Excise on Bank Notes

    Source citation
    "Excise on Bank Notes," Charleston (SC) Mercury, November 26, 1857, p. 2.
    Newspaper: Publication
    Charleston (SC) Mercury
    Newspaper: Headline
    Excise on Bank Notes
    Newspaper: Page(s)
    Date Certainty
    Sayo Ayodele
    Transcription date
    The following text is presented here in complete form, as it originally appeared in print. Spelling and typographical errors have been preserved as in the original.
    Excise on Bank Notes
    Col. BENTON is out with a communication in the National Intelligencer, in which he renews  the proposition brought forward in 1837, that Congress should lay such an excise on all Bank notes in the States below the amount of twenty dollars, as will effectually prohibit their issue. Col. BENTON says that the proposition was defeated by the Bank paper wing of the "Democratic party." He now renews it. 
    This proposition, in 1837, received scarcely a consideration, because, by an almost unanimous consent, it was deemed unconstitutional by the members of the Democractic party.
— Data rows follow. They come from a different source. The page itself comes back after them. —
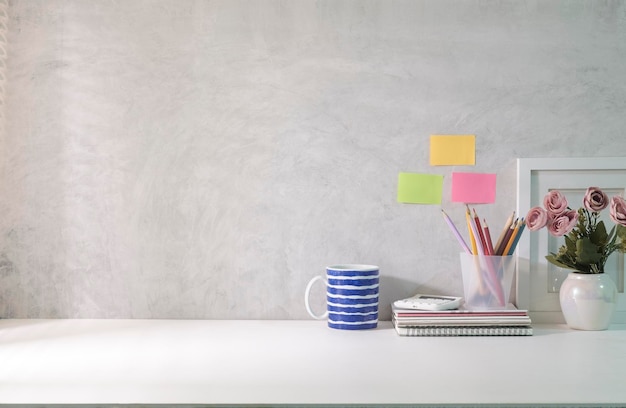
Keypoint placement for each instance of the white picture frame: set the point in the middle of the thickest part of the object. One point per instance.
(537, 280)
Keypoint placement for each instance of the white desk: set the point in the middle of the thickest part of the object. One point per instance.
(301, 362)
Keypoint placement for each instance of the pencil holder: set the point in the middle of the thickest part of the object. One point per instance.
(487, 280)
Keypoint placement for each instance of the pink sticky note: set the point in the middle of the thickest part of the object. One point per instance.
(473, 188)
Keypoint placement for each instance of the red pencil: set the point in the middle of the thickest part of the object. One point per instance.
(488, 237)
(480, 233)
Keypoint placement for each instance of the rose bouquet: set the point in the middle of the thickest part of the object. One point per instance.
(587, 242)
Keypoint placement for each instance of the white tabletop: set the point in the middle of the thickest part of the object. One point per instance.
(301, 362)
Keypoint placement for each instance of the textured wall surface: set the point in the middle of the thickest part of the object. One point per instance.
(205, 159)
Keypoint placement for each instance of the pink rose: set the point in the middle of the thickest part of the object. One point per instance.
(562, 224)
(595, 199)
(536, 218)
(555, 203)
(618, 210)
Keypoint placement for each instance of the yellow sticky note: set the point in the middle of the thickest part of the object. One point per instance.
(415, 188)
(450, 150)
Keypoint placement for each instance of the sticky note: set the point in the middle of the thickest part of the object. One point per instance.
(418, 188)
(473, 188)
(450, 150)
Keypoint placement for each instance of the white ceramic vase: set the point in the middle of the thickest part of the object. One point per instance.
(588, 300)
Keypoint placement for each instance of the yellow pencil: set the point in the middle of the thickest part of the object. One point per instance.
(507, 225)
(512, 237)
(468, 216)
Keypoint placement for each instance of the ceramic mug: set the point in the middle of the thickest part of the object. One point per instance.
(351, 296)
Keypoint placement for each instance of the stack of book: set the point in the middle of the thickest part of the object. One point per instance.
(508, 321)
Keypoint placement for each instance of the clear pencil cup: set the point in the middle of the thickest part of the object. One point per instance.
(487, 280)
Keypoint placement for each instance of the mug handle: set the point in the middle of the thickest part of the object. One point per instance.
(307, 293)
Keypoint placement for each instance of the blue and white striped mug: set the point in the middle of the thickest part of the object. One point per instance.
(351, 297)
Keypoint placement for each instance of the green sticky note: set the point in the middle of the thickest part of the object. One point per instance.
(416, 188)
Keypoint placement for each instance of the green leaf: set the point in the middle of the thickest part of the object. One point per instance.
(587, 252)
(570, 243)
(599, 236)
(621, 232)
(555, 260)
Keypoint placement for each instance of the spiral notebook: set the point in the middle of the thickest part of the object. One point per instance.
(434, 331)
A very little consideration will show this.
    The Constitution prescribes that "Congress shall have the power to lay and collect taxes, duties, imposts and excises, to pay the debts and provide for the common defence and general welfare of the United States." The power here given is a revenue power. "The common defence and general welfare of the United States," for which taxes and excises are to be laid, are limited to the specific duties and objects the Constitution prescribes. This is the view of the Constitution taken by Mr. MADISON, in the celebrated Report on the Alien and Sedition laws, and has been the creed of the Democratic party ever since. On the contrary, ALEXANDER HAMILTON, in his equally celebrated Report on the Finances, took the ground that the power of Congress was limitless, both as to taxes and their appropriation, and that anything which Congress should think conducive to "the general welfare" was a fair object for appropriation by Congress of money in the treasury. Hence, he recommended that Congress should not only lay duties for the purpose of raising revenue, but should lay them for another and inconsistent purpose - the protection of manufactures. 
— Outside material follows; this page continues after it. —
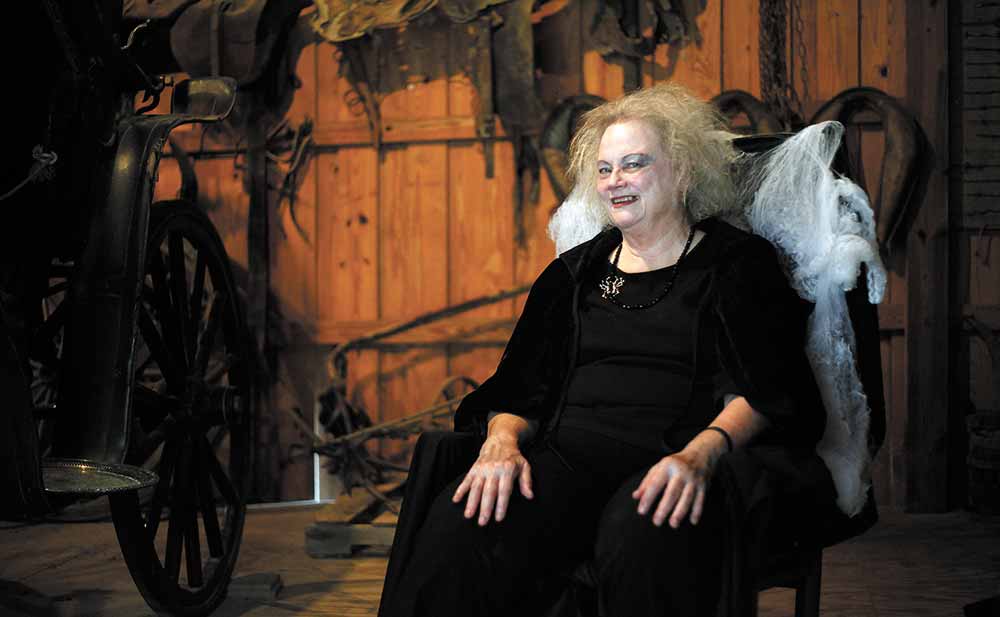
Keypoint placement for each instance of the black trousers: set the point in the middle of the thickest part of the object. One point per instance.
(578, 548)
    The Constitution gives Congress no power to regulate the currency of the States. It prohibits only the States from issuing bills of credit. If an excise is laid on Bank notes, or private notes or bonds, bona fide, for the purpose of revenue, it is constitutional. But can Congress, without any regard to revenue, lay any taxation upon the issue of paper of any kind, looking to its prohibition? According to all the principles of the Democratic party, such a prohibition would be a gross usurpation. To support such an exercise of power, we must descend into the consolidation slough of Federalism. 
    The tendency of things in the United States in undoubtedly to centralization - centralization of commerce in the North, and the centralization of power at Washington. As the power and importance of the States is diminished by their multiplication, two new antagonist influences are growing in strength. - consolidation and sectionalism. The interests of the section of the Union being diverse and antagonistic, as the General Government extends the sphere of its power, it must trench on those interests, and make opposition and conflict.
    Every conflict which has arisen in the land, every threat of disunion, every feeling of sectionalism, has sprung from the usurpation of powers by the General Government, in its progress to consolidation. We do not suppose that Congress is yet prepared for Mr. BENTON's scheme. A host of excise officers to enforce it, would be very unwelcome visitors in the States. However politic might be to suppress  Bank issues below twenty dollars, the entire sacrifice of the Constitution and of the precepts of the Democratic party, often perverted before, is too costly a propitiation at the shrine of Mammon. Mr. BENTON's policy, we trust, will be considered by the present Congress, as it was in 1837, an outrageous Federal conceit, which even the old Federal party of 1798-'99 might have turned from with disapprobation and condemnation.